Time and again, the judiciary has played a critical role in the functioning of democracy by setting in motion reforms that are followed up by the executive or even the legislature. The latest Supreme Court judgment in the sedition case against journalist Vinod Dua can be one such opportunity, if used judiciously by other arms of the government, to overhaul the law enforcement system that seems to have made too many mistakes when it comes to the interpretation of Section 124A of the Indian Penal Code that defines sedition.
Dua was worried after sedition and public mischief charges were slapped against him over his YouTube videos. A journalist for many decades who had seen successive governments and critically analysed their policies, he had sleepless nights and court updates to follow. He was reassured by his lawyer Vikas Singh, but the final relief came for him when the apex court heard his case and quashed the FIR.
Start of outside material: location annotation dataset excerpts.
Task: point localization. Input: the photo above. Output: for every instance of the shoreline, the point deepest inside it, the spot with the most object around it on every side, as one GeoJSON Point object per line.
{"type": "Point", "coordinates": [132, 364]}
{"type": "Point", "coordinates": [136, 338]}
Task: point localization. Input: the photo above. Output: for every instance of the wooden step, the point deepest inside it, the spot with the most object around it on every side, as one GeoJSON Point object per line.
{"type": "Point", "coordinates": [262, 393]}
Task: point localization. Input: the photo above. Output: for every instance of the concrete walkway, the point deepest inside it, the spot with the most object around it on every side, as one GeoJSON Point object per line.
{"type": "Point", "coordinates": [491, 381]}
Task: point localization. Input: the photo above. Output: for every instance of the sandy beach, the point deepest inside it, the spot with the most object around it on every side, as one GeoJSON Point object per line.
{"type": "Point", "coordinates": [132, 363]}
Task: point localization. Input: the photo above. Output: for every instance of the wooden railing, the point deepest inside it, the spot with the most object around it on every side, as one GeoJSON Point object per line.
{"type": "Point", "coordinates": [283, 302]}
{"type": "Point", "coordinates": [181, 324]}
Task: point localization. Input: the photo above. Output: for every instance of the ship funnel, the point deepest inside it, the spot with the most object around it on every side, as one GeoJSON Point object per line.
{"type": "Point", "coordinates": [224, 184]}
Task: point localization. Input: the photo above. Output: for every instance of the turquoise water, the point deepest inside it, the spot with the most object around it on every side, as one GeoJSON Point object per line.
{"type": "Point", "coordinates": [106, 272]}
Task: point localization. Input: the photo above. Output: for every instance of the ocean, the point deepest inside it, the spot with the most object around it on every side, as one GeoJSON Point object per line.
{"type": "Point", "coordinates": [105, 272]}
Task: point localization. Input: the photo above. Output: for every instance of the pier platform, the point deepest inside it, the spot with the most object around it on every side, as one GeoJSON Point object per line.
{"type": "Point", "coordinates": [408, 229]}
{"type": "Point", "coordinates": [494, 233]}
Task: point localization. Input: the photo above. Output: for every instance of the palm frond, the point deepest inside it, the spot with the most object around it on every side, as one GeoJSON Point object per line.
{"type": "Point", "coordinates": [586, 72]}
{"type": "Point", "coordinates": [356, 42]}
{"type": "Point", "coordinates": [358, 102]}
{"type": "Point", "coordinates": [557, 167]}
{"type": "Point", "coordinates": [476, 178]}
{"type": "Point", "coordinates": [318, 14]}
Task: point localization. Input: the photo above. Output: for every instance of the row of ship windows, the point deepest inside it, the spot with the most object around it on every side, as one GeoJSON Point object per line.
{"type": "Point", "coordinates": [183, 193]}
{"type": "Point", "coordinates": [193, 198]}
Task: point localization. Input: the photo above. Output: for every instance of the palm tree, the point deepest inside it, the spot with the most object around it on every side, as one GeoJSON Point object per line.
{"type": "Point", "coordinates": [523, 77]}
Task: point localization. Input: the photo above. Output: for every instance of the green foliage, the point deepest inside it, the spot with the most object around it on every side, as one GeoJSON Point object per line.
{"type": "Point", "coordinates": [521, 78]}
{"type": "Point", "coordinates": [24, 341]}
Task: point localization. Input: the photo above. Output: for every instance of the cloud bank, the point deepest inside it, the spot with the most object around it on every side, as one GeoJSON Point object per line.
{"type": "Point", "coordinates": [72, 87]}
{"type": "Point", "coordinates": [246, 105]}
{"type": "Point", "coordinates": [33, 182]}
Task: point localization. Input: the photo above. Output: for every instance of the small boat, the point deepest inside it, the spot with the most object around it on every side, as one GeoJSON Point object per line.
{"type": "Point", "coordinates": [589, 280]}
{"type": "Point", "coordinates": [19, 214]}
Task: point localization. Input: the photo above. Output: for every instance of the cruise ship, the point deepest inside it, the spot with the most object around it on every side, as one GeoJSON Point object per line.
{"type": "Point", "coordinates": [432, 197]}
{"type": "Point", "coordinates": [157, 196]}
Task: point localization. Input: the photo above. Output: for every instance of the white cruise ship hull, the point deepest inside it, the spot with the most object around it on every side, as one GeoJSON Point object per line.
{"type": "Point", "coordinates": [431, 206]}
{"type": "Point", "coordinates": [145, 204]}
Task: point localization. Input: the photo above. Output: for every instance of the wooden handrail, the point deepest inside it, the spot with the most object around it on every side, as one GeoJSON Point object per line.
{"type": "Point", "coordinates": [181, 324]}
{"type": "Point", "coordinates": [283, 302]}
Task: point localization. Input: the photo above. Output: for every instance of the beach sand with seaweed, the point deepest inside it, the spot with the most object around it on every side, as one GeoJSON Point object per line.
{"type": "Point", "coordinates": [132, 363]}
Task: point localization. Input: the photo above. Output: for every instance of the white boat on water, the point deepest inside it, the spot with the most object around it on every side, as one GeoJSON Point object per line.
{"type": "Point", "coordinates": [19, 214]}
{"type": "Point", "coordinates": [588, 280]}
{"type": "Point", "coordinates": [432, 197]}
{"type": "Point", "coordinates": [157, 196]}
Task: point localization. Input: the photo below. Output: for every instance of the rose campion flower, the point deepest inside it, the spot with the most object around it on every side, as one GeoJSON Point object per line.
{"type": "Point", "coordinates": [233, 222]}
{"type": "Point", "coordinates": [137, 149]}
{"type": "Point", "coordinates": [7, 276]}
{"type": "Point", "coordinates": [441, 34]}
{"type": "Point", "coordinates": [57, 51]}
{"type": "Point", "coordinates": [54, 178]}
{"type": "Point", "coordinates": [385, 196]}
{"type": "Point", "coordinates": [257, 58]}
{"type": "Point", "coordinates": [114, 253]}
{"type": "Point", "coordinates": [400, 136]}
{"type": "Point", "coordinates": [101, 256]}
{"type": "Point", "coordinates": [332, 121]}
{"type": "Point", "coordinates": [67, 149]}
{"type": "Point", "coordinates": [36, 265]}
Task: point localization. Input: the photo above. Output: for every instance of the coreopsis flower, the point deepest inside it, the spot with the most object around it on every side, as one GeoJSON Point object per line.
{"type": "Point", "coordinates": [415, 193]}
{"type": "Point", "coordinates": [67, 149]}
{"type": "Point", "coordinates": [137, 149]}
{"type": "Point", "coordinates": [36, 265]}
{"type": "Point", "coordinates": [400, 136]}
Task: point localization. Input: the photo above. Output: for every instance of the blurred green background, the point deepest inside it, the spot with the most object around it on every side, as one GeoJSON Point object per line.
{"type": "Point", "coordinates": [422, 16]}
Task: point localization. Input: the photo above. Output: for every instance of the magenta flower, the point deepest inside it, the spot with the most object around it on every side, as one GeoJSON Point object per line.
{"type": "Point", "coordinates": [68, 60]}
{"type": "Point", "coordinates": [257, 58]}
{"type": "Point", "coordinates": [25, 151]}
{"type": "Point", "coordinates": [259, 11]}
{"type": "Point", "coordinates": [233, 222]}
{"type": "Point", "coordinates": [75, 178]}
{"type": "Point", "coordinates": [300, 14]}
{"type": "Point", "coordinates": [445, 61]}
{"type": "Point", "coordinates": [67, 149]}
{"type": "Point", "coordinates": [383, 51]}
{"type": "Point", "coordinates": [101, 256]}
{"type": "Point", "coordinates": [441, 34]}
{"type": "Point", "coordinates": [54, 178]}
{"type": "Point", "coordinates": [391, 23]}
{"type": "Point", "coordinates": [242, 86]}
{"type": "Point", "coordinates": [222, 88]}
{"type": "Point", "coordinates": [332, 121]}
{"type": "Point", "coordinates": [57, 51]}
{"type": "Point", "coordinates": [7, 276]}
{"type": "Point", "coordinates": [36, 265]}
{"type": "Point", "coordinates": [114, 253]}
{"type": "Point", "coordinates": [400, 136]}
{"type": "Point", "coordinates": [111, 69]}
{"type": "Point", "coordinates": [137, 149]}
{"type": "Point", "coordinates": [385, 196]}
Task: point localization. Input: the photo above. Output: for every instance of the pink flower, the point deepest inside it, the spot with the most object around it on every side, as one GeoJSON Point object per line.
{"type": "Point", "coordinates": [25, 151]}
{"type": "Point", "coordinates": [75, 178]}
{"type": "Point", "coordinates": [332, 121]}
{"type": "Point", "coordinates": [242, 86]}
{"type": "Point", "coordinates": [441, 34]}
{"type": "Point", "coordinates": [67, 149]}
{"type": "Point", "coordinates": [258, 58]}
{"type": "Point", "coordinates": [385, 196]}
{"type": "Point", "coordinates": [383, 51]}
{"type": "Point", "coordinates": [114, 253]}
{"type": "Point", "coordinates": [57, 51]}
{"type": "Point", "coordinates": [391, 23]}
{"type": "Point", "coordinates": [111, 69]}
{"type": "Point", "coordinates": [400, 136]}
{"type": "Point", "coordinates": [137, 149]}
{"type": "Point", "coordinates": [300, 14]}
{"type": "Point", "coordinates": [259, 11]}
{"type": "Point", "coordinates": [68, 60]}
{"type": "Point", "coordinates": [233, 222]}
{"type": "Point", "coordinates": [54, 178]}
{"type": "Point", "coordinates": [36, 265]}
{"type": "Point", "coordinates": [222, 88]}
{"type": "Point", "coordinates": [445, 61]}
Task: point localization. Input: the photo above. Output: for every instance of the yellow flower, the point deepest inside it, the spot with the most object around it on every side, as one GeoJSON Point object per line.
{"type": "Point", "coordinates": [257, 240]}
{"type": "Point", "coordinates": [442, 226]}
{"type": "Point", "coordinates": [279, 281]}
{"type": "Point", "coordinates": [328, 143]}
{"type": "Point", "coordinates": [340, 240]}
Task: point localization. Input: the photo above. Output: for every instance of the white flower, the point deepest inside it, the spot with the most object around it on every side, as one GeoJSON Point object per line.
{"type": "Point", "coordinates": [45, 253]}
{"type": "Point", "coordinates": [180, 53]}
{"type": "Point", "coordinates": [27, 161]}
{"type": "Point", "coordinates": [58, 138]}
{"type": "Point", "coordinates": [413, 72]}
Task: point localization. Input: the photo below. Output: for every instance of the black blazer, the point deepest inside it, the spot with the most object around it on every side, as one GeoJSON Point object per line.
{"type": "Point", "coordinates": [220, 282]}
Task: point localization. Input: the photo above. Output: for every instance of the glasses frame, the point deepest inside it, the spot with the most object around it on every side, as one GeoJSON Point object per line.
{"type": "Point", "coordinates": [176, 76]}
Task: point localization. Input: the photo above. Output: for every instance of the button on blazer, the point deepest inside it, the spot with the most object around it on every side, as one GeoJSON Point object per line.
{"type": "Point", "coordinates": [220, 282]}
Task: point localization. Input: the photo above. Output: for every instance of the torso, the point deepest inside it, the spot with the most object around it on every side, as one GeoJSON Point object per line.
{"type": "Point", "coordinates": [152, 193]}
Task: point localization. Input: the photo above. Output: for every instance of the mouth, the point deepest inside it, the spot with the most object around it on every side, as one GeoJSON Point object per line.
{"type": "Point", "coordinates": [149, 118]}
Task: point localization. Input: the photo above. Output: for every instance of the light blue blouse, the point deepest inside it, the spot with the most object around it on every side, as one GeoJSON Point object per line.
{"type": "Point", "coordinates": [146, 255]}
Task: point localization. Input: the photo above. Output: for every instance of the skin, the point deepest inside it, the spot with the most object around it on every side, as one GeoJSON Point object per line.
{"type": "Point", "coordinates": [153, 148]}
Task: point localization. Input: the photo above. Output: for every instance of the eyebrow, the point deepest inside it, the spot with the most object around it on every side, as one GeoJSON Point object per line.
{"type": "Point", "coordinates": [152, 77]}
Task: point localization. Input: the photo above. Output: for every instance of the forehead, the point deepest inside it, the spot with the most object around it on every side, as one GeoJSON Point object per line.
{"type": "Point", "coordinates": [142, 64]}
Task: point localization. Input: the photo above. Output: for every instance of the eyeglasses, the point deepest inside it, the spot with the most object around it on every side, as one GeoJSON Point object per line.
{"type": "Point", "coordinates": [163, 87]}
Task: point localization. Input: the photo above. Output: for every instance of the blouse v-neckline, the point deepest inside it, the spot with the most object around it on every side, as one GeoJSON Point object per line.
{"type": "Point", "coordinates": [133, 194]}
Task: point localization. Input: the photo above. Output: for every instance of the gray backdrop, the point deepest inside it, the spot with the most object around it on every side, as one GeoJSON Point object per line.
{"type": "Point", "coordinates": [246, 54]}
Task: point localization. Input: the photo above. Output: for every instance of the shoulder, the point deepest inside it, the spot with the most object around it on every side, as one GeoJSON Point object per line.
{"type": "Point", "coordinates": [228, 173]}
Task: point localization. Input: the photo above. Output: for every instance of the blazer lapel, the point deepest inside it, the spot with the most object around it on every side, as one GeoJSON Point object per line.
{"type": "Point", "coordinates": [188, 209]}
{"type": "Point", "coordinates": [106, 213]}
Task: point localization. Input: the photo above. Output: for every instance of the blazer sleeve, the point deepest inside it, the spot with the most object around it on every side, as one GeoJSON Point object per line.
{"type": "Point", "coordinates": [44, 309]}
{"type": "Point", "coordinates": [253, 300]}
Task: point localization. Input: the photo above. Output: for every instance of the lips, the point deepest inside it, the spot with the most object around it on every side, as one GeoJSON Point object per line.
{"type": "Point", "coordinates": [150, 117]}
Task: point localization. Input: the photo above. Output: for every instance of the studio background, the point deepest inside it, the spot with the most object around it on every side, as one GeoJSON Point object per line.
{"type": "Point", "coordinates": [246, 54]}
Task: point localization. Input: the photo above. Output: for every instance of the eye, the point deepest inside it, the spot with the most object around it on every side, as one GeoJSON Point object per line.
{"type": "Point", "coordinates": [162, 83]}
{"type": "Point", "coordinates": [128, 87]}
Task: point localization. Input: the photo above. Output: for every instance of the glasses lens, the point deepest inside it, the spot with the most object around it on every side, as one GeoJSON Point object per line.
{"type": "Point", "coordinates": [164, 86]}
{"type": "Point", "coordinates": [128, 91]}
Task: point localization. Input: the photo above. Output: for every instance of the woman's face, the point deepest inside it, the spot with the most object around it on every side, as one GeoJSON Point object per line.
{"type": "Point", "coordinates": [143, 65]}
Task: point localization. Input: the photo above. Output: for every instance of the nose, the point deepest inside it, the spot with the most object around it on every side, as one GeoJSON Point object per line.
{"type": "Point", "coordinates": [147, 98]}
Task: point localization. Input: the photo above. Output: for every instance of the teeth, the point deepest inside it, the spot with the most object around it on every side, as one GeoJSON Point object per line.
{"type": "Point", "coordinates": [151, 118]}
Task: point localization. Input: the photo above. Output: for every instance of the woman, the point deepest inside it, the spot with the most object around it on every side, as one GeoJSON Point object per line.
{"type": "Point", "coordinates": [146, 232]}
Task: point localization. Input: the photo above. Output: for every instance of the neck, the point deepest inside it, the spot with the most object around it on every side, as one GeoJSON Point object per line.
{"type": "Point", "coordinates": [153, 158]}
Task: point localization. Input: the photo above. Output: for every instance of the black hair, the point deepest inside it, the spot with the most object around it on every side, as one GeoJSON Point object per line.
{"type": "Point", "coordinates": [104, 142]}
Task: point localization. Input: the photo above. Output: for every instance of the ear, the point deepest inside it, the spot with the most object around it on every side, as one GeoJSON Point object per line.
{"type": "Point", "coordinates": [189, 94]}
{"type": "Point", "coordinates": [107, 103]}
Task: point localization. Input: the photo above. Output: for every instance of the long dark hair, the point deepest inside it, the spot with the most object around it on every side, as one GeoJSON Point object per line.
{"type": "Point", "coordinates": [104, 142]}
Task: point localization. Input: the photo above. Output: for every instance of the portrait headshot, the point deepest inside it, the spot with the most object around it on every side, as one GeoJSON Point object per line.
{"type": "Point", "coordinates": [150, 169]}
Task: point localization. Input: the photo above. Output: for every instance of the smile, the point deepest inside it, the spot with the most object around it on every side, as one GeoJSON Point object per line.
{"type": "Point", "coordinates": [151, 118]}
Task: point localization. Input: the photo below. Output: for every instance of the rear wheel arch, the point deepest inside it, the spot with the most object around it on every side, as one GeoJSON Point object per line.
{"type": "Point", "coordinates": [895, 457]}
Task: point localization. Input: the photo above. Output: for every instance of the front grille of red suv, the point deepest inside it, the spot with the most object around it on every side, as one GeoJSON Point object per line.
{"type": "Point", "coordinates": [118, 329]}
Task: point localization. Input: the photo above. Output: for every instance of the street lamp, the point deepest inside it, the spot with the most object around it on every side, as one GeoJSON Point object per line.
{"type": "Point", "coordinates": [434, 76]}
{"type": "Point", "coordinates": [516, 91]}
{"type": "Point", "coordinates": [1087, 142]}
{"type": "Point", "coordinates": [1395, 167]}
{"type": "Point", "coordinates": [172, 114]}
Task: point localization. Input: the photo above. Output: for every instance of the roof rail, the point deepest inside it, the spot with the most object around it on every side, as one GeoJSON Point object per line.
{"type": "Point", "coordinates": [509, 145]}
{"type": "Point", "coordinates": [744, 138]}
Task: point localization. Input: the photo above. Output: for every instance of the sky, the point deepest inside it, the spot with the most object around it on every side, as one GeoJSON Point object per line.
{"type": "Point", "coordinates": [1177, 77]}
“If the investigation drags in such cases, it demotivates and stifles the freedom of expression further because the accused is always scared and careful. It actually amounts to suspension of fundamental rights,” said Dua.
The FIR against Dua had been filed in May 2020 based on a complaint—by a BJP leader in Himachal Pradesh—that the senior journalist had made serious allegations against the prime minister. Quashing the FIR, the apex court once again held that, “every journalist will be entitled to protection in terms of Kedar Nath Singh judgment”. This essentially meant that journalists cannot face an FIR for raising concerns or criticising the government unless there is an active call for incitement to violence as laid down in earlier judgments.
The debate over the interpretation of the anti-sedition law has devoured the time of many courts for decades. That's because a local police station or the policeman did not read or understand the Supreme Court judgment in the landmark 1962 Kedar Nath Singh vs State of Bihar case, or the law enforcers were not held accountable after the sedition charges were thrown out by court.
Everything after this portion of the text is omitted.